In deze zaak heeft de Rechtbank Amsterdam op 24 juli 2023 uitspraak gedaan in een geschil over de vastgestelde WOZ-waarde van een woning in Amsterdam voor het kalenderjaar 2022. De heffingsambtenaar van de gemeente Amsterdam had de WOZ-waarde vastgesteld op € 597.000, waarop de eiser, eigenaar van de woning, bezwaar had gemaakt. In de uitspraak op bezwaar van 14 december 2022 werd het bezwaar ongegrond verklaard, waarna de eiser in beroep ging. Tijdens de zitting op 12 juni 2023 werd de eiser vertegenwoordigd door zijn gemachtigde, terwijl de heffingsambtenaar werd bijgestaan door een taxateur.
De rechtbank heeft vastgesteld dat de waardepeildatum 1 januari 2021 was en dat de heffingsambtenaar aannemelijk heeft gemaakt dat de vastgestelde waarde niet te hoog is. De rechtbank heeft de vergelijkingsobjecten, die ook repeterende tussenwoningen zijn, in overweging genomen en geconcludeerd dat de gemiddelde vierkantemeterprijs van de vergelijkingsobjecten hoger was dan die van de woning van de eiser. De rechtbank heeft ook de argumenten van de gemachtigde van de eiser beoordeeld, maar kwam tot de conclusie dat het taxatierapport van de eiser niet leidde tot de conclusie dat de waarde te hoog was vastgesteld.
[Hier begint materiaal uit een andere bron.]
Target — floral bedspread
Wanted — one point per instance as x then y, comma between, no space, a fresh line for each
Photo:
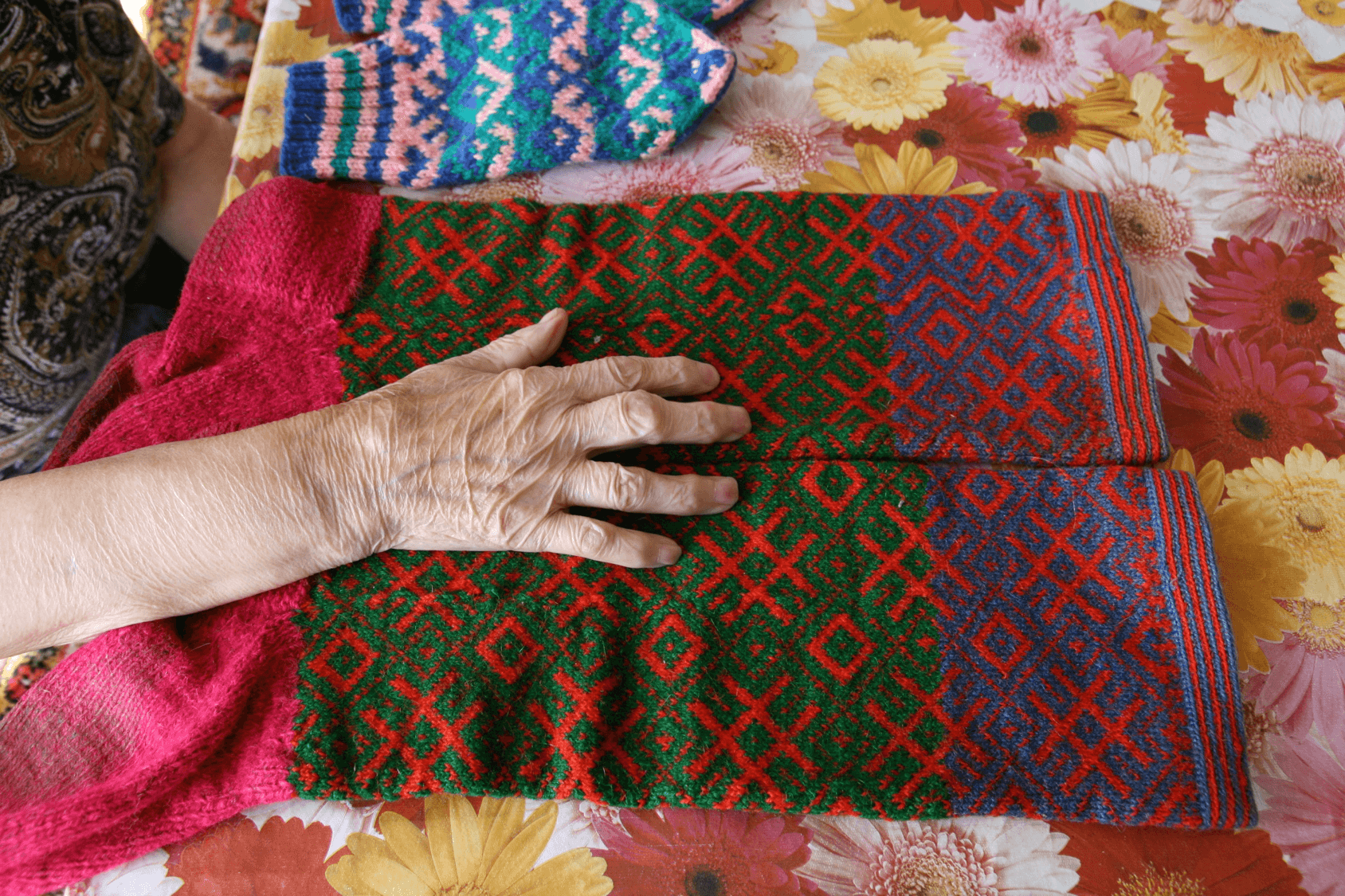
1218,131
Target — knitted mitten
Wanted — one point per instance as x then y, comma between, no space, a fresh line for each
457,92
371,17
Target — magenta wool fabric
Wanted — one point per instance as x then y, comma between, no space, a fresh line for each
197,728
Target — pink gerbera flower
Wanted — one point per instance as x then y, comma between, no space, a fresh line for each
778,120
971,128
1306,813
1235,401
1135,53
672,852
1037,54
1267,295
1305,683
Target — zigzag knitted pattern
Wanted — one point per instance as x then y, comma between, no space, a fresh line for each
371,17
461,92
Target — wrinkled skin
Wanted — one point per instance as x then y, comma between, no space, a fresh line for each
479,452
486,451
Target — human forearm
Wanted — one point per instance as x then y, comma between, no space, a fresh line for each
479,452
171,529
194,166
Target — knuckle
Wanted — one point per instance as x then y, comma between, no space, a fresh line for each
625,370
682,498
627,489
594,541
642,412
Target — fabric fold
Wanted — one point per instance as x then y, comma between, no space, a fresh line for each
891,622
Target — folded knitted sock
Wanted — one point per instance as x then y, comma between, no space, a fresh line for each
457,92
371,17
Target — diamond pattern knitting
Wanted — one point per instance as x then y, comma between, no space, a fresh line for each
837,640
809,295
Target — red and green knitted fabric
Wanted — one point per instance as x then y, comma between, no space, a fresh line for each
948,587
862,632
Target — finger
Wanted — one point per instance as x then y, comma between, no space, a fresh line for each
641,491
643,419
676,376
525,347
604,542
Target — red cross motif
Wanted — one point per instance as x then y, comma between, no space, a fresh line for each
756,591
729,740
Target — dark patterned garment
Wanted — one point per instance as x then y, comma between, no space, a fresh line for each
82,108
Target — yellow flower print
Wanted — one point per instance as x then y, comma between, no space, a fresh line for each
467,853
1249,60
1092,121
1125,18
880,84
1306,497
1155,123
1167,330
881,21
911,173
1253,566
779,60
263,123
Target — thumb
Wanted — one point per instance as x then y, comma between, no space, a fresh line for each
523,347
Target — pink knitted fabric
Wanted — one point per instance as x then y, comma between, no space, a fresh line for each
158,731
De rechtbank heeft verder geoordeeld dat er geen sprake was van willekeur of rechtsongelijkheid en dat de heffingsambtenaar de juiste methode had gebruikt bij het bepalen van de WOZ-waarde. Uiteindelijk heeft de rechtbank het beroep van de eiser ongegrond verklaard en geen aanleiding gezien voor een vergoeding van de proceskosten of het griffierecht. De uitspraak is openbaar uitgesproken en partijen zijn geïnformeerd over de mogelijkheid tot hoger beroep.